Mi soffermerò per un po' su quel “segreto familiare” che ha comportato che «per M e per la sua famiglia nascere era venuto simbolicamente a coincidere con il morire e con la morte» (p. 72), e che lascia intravedere la trasmissione transgenerazionale di questo segreto. Mi riferirò ripetutamente a due scritti di Micheline Enriquez (1993a, 1993b) che risultano particolarmente illuminanti a questo proposito, nel primo dei quali l'autrice analizza due casi in cui la nascita di un figlio genera la morte o la follia del padre. Il mio punto di partenza sarà quel dato anamnestico per cui nella famiglia di M «i padri (dei genitori e dei nonni) erano deceduti quando avevano messo in cantiere un figlio in tarda età come peraltro stava accadendo loro.
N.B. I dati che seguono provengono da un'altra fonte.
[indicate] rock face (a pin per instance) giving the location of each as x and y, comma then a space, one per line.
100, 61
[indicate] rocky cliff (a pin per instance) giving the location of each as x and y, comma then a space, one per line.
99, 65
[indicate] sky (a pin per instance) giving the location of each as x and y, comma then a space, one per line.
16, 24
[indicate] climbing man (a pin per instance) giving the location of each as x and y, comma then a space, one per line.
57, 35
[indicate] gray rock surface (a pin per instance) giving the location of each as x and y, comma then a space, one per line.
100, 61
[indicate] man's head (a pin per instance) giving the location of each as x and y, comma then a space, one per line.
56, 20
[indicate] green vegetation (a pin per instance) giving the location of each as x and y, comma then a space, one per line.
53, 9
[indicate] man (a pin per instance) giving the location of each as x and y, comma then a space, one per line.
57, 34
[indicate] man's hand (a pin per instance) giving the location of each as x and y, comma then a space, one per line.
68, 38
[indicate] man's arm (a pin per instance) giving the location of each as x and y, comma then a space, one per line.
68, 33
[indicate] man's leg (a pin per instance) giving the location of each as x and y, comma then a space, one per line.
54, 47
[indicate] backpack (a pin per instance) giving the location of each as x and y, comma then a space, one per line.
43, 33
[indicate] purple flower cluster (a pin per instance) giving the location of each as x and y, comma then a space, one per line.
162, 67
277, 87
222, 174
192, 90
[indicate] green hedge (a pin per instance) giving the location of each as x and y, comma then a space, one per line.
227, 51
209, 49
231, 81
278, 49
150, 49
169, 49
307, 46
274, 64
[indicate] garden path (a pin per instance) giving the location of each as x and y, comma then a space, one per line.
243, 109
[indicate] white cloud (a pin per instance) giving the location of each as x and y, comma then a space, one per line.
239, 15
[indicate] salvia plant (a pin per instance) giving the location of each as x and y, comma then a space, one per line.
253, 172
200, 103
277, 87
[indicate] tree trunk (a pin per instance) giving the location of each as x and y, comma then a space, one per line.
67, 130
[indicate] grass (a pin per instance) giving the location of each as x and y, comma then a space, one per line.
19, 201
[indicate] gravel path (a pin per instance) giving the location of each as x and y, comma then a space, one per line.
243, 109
Il decesso dei padri, tragico per la conseguenza di lasciare le mogli sole a provvedere ai figli e al sostentamento, non era dovuto di per sé a circostanze particolarmente drammatiche ma a malattie non così gravi che però a quel tempo esitavano facilmente e comunemente nella morte. La tragedia consisteva perciò in questa situazione nel semplice ripetersi di medesimi eventi luttuosi; una coincidenza che alla fine aveva creato un timore soverchiante (di natura superstiziosa anche) che la famiglia fosse “iellata” e perseguitata dalla cattiva sorte» (p. 67).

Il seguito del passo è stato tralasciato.